William Tyndale gives us Faith personified as a woman: “Faith, when she prayeth, setteth not her good deeds before her, saying, ‘Lord, for my good deeds do this or that;’ nor bargaineth with God, saying, ‘Lord, grant me this, or do this or that, and I will do this or that for thee;’...But she setteth her infirmities and her lack before her face, and God’s promises, saying, ‘Lord, for thy mercy and truth, which thou hast sworn, be merciful unto me, and pluck me out of this prison and out of this hell, and loose the bonds of Satan, and give me power to glorify thy name.’ Faith therefore justifieth in the heart, and before God; and the deeds justify outwardly before the world, that is, testify only before men, what we are inwardly before God.” I hope God laughs at our demanding petulance and willingness to bargain with Him, as though He did not already own the things we offer.
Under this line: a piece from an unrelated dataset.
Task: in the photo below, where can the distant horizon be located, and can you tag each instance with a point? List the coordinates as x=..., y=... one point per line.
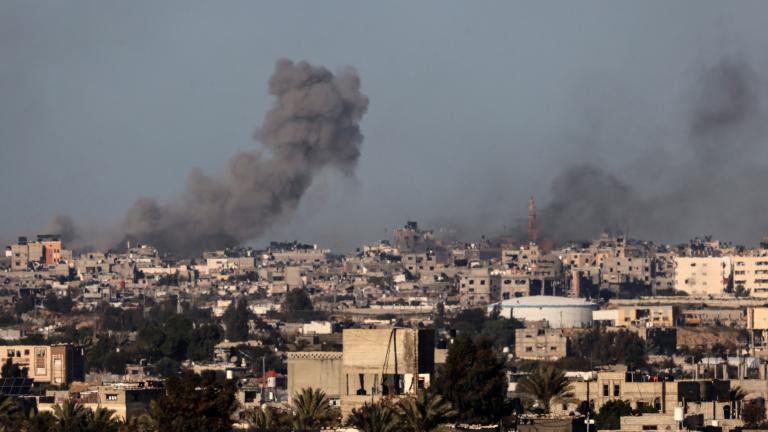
x=608, y=120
I think the Lord wants us to come to him, privately, with our dirt showing (not to air our dirty laundry, but to come to Christ with it so He can clean us). No performance on our part can fool Him (the way we try to fool each other). We must be open, authentic, genuine, and sincere with the Lord.
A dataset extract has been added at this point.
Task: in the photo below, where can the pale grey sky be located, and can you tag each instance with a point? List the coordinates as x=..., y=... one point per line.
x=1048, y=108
Prayers offered in this blank and sincere way feel better, and I have discovered they are answered more readily. It is "counted evil unto a man, if he shall pray and not with real intent of heart; yea, and it profiteth him nothing, for God receiveth none such" (Moroni 7:9). On the other hand, Zenos says, "And thou didst hear me because of mine afflictions and my sincerity; and it is because of thy Son that thou hast been thus merciful unto me, therefore I will cry unto thee in all mine afflictions, for in thee is my joy; for thou hast turned thy judgments away from me, because of thy Son" (Alma 33:11).
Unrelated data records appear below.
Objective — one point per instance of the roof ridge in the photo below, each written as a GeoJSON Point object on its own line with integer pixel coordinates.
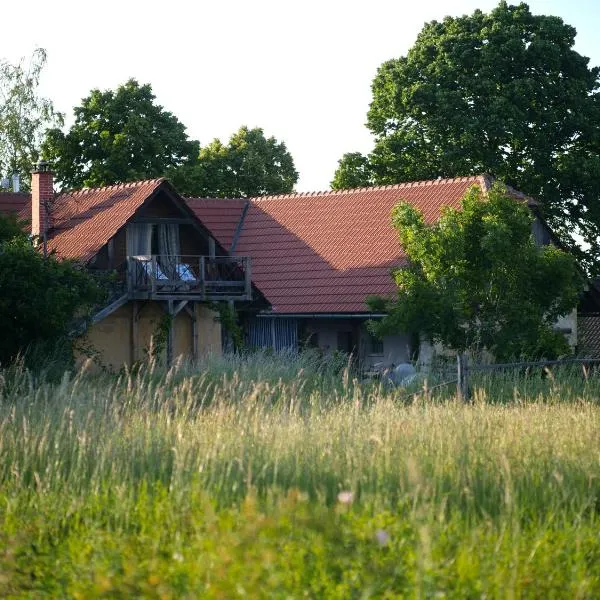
{"type": "Point", "coordinates": [375, 188]}
{"type": "Point", "coordinates": [202, 198]}
{"type": "Point", "coordinates": [115, 186]}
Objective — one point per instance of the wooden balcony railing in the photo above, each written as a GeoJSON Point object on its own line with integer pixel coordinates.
{"type": "Point", "coordinates": [189, 277]}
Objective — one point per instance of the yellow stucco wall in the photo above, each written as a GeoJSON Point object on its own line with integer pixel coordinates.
{"type": "Point", "coordinates": [111, 345]}
{"type": "Point", "coordinates": [209, 331]}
My father once told me that God sees everything, all the horrible things that people are doing everywhere, and that He was certainly not surprised by anything I had ever done. Rather than thinking of getting perfect on our own, and then going to God, our repentance should involve Him intimately from the beginning. (We use the phrase "repentance process" as though all men everywhere had not been commanded to repent all the time, from the moment of accountability to death. There is no end to the process, unless we want to stop progressing.) We can discuss all the details with Him, and Jesus will succor us (literally "run to help" us) in our infirmities.

Those who come to Jesus, with great faith, great love for Him, great submission and humility before Him, and do the things He asks, will be blessed with a clean record in heaven, strength to do the impossible, and a clean heart filled with righteous desires on earth. Rather than hide God from ourselves with denial and pretense and tinsel cosmetics, let's come to Him as we are.